Eva Pell to Step Down As Smithsonian’s Under Secretary for Science

January 8, 2014
News Release

Eva Pell, Under Secretary for Science at the Smithsonian Institution, announced that she will retire from the position in March. Pell joined the Smithsonian in January 2010.

As Under Secretary for Science, Pell oversees the operations of the Smithsonian’s science museums, research centers and the National Zoo. In her efforts to foster and increase scientific research at the Smithsonian, Pell led the creation of the four “Grand Challenges Consortia” that develop interdisciplinary collaborations across the Smithsonian. She was also key in creating the Smithsonian’s Tennenbaum Marine Observatories Network―the first worldwide network of coastal field sites to standardize measurements of biological change.

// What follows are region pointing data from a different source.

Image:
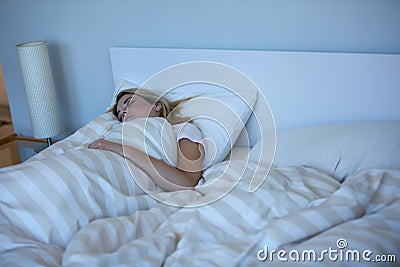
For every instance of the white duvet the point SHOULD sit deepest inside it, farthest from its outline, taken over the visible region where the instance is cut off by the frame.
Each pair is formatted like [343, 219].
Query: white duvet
[72, 206]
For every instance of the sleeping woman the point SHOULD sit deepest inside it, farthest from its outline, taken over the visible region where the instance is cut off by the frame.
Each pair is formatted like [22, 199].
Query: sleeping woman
[136, 103]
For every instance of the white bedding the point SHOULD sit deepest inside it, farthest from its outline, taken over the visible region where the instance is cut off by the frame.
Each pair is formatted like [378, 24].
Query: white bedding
[71, 206]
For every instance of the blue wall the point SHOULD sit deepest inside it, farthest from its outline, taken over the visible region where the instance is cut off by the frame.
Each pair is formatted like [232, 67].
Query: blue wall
[79, 33]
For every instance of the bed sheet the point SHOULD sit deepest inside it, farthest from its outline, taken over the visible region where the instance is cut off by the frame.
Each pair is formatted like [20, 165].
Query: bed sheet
[103, 219]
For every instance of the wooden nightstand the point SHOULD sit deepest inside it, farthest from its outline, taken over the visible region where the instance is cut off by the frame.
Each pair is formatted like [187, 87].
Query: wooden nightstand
[9, 153]
[16, 149]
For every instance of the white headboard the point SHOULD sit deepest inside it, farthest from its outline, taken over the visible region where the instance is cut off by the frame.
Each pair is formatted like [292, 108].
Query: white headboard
[302, 88]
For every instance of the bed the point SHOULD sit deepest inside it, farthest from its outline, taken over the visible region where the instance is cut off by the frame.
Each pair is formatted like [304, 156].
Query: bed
[302, 167]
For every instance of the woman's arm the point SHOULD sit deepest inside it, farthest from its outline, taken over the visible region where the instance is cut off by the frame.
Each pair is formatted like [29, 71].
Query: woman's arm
[185, 176]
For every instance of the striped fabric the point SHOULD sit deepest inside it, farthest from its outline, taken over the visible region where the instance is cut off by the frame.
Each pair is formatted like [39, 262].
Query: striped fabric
[72, 206]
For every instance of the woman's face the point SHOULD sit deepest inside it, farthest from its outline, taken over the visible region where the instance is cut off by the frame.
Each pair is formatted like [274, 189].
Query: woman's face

“It was my good fortune to hire Eva as Under Secretary for Science,” said Smithsonian Secretary Wayne Clough. “She brought world-class credentials as a scientist and extensive experience in administering a major research program at Penn State. Importantly for me and our strategic plan, she was already a national leader in building cross-disciplinary research programs and became the driving force for us in our new efforts in our science consortia initiatives, a number of which are already thriving and creating a new intellectual vibrancy for the Smithsonian. We are in her debt and will miss her for her talent, humor and integrity.”    

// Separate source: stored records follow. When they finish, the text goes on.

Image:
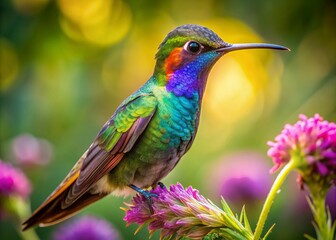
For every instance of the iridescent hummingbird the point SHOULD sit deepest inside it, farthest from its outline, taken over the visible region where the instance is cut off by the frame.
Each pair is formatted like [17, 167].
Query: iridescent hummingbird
[149, 132]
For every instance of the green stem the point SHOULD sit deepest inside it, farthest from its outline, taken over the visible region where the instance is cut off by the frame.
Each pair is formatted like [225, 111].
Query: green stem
[323, 223]
[270, 198]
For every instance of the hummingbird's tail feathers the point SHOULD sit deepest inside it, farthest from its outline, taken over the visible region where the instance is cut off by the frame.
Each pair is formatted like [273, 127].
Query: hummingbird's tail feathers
[52, 212]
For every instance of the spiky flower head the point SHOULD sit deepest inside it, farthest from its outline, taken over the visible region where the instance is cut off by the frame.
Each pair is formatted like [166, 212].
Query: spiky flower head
[86, 228]
[312, 143]
[13, 182]
[180, 212]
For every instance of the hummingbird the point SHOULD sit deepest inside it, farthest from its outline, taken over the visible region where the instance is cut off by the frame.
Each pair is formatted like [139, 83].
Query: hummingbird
[149, 132]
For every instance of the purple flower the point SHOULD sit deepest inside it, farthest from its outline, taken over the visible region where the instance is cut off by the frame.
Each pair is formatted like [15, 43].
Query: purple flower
[241, 178]
[310, 138]
[180, 212]
[13, 182]
[86, 228]
[331, 202]
[30, 151]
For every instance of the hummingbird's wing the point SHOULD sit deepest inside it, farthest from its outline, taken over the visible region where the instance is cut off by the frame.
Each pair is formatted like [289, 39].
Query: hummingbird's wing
[117, 137]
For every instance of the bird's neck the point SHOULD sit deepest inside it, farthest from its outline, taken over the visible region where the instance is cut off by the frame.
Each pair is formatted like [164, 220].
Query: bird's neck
[186, 79]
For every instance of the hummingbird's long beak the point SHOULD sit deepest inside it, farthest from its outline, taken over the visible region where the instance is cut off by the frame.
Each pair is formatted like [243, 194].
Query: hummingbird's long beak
[241, 46]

Before coming to the Smithsonian, Pell worked for more than 35 years at Pennsylvania State University―first as a professor in the department of plant pathology, and later as senior vice president for research and dean of the university’s graduate school.

Clough has named John Kress as interim Under Secretary for Science. Kress is director of the Smithsonian’s Consortium for Understanding and Sustaining a Biodiverse Planet and the curator of botany at the National Museum of Natural History. He is an expert on tropical biology, with interests in the evolution and ecology of tropical plants and animals.

The Smithsonian will form a committee in the near future to search for a permanent Under Secretary for Science.